Philornis downsi was first detected in the Galápagos in 1964; however, presence of the fly went relatively unnoticed until the late 1990's when large numbers of larvae were discovered in the nests of Galápagos land birds, including Darwin's finches , . Adult flies are not parasitic, but larvae are obligate parasites that feed on the blood and tissues of nestling birds. Nestling Darwin's finches exposed to fly larvae have reduced survival and growth , . At El Garrapatero in 2008, 96% of 23 nests were infested with P. downsi.
Ecological immunologists are exploring potential fitness trade-offs between immune defense against parasites and the physiological demands of other life-history traits (e.g. growth and reproduction). Although parasites are treated as a selective force acting on the immune system, few studies within ecological immunology use parasite-specific assays of immune function . Non-specific assays do not clarify interactions between the immune system and parasites , . As a result, non-specific assays do not directly test fitness effects of immunological variation in the context of parasite pressure. Here we take the first step in examining avian responses to introduced parasites directly, by demonstrating parasite-specific antibody responses to multiple classes of parasites in Darwin's finches. We developed assays for parasite-specific antibody responses in the medium ground finch (Geospiza fortis) (see Methods). Our goal was to test for relationships between adaptive immune responses to novel parasites and spatial-temporal variation in the occurrence of parasite pressure among G. fortis populations. Our results demonstrate that Darwin's finches produce antibodies against these invasive parasites, and that the immune responses are correlated with spatial-temporal variation in parasite pressure, both between finch populations, and between sexes. To our knowledge, this is the first time parasite-specific immune responses have been demonstrated relative to multiple classes of parasites in a wild population of birds.

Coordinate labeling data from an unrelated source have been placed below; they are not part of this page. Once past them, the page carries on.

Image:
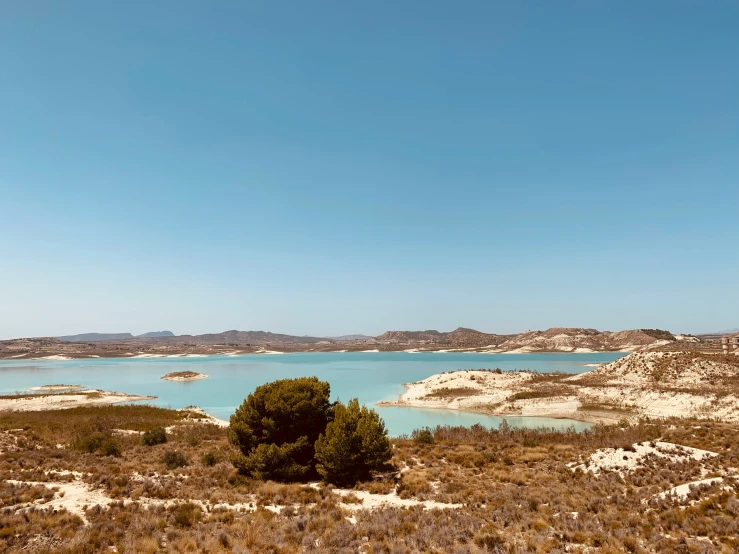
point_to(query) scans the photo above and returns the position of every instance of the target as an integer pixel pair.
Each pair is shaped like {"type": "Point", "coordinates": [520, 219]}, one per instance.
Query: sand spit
{"type": "Point", "coordinates": [205, 417]}
{"type": "Point", "coordinates": [60, 401]}
{"type": "Point", "coordinates": [184, 376]}
{"type": "Point", "coordinates": [653, 384]}
{"type": "Point", "coordinates": [55, 388]}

Adult birds on Daphne Major had significantly higher levels of pox-binding antibodies than birds from El Garrapatero (mean±SE for Daphne Major = 0.63±0.09 optical density (OD); mean±SE for El Garrapatero = 0.20±0.02 OD; Mann Whitney U = 619.50; p<0.0001; Figure 1C).
When we compared Philornis-specific antibody levels in adult birds sampled before nesting (prior to Philornis exposure) with a different set of individuals sampled during the nesting period, we found significantly greater levels of Philornis-specific antibodies during the nesting period (mean±SE for nesting = 1.08±0.12 OD; mean±SE for pre-nesting = 0.64±0.07 OD; Mann Whitney U = 800.00; p<0.0001; Figure 1D).
We found no sex difference in pox-specific antibody levels (mean±SE for Daphne Major females = 0.61±0.12 OD; mean±SE for Daphne Major males = 0.67±0.18 OD; Mann Whitney U = 91.50, p = 0.71), suggesting equal exposure of males and females to pox virus.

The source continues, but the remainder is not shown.